I stole a glance at Cheryl. An enigmatic smile was frozen on her face like a mannequin's. Ali smiled bashfully, nodded.
"Actually," Bo said, "maybe the real question is, can you tough guys keep up with the ladies? See, in case you guys are thinking you're old hands and you got a head start on the ladies-sorry. Doesn't work that way. Because I always like to shake things up. Get you out of your comfort zone. So we're going to be doing some new things this year. Some fishing-only not the kind you're used to. Some kayaking. A great new GPS scavenger hunt. Even extreme tree climbing-and lemme tell you, it ain't like when you were a kid."
Kevin Bross grinned.
"Right, Kev? You've done recreational tree climbing, haven't you? Rope-secured, with harnesses and carabiners and all?"
"Got certified in Atlanta," Bross said.
"Why does that not surprise me?" said Lampack. "How about you, uh, Upton? It's wild, isn't it?"
Upton Barlow shook his head. "Haven't tried it yet, but I'm looking forward to it," he said. Obviously he wasn't happy that Bross knew a sport he didn't. "We doing the fire walk again this year?"
"Uh, we've stopped doing the fire walk," Lampack sa
id. "Insurance problems."
Some nervous titters.
"Guy from Honeywell got hurt pretty bad, few months back."
"I guess he wasn't a positive thinker," Bross said. "It's all about mental concentration, you know."
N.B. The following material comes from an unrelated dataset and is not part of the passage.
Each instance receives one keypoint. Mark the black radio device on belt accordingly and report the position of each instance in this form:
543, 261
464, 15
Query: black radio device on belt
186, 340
"Tell that to the guy from Honeywell with third-degree burns on the soles of his feet," said Lampack. "Had to have skin grafts. See, this isn't all fun and games, kids. Now, this year's program is called Power Play, but it's not going to be like any play you've ever done before. You're all going to have to sign liability waivers as usual. There are dangers. We don't want any of you executives falling off tightropes in the ropes course and bashing your heads and delaying the launch of your new plane or anything."
There was a weird, hostile edge to Lampack, I was beginning to see. Like he secretly resented the corporate executives he worked with and took a kind of sadistic pleasure in taunting them.
"I won't lie to you," he said. "There's gonna be scary moments. But it's moments like that that tell you who you really are. When you're thirty feet off the ground you learn what you're really made of, okay? You learn to confront your fears. Because this is about personal growth and self-discovery. It's about breaking down inhibitions. Knocking down those office walls so we can build team spirit."
He reached down and picked up a large reel of rope. He pulled out a length: half-inch white rope, blue threads woven through it. "You know what this is? This is not just your lifeline. This is trust." He nodded solemnly, looked around. "When you're walking across a cable thirty feet off the ground and some-one's belaying you, you've got to trust him-or her-not to drop you, huh?"
He set the spool down. "You'll be challenged mentally and physically. And you're all going to fail at some point-our courses are designed to make you fail. Not our rope, though. Hopefully." He chuckled. "These tests are some of the most brutal trials you'll ever go through." He paused. "Except maybe one of Hank Bodine's PowerPoint presentations, huh?"
Bodine clicked a smile on and off. No one laughed.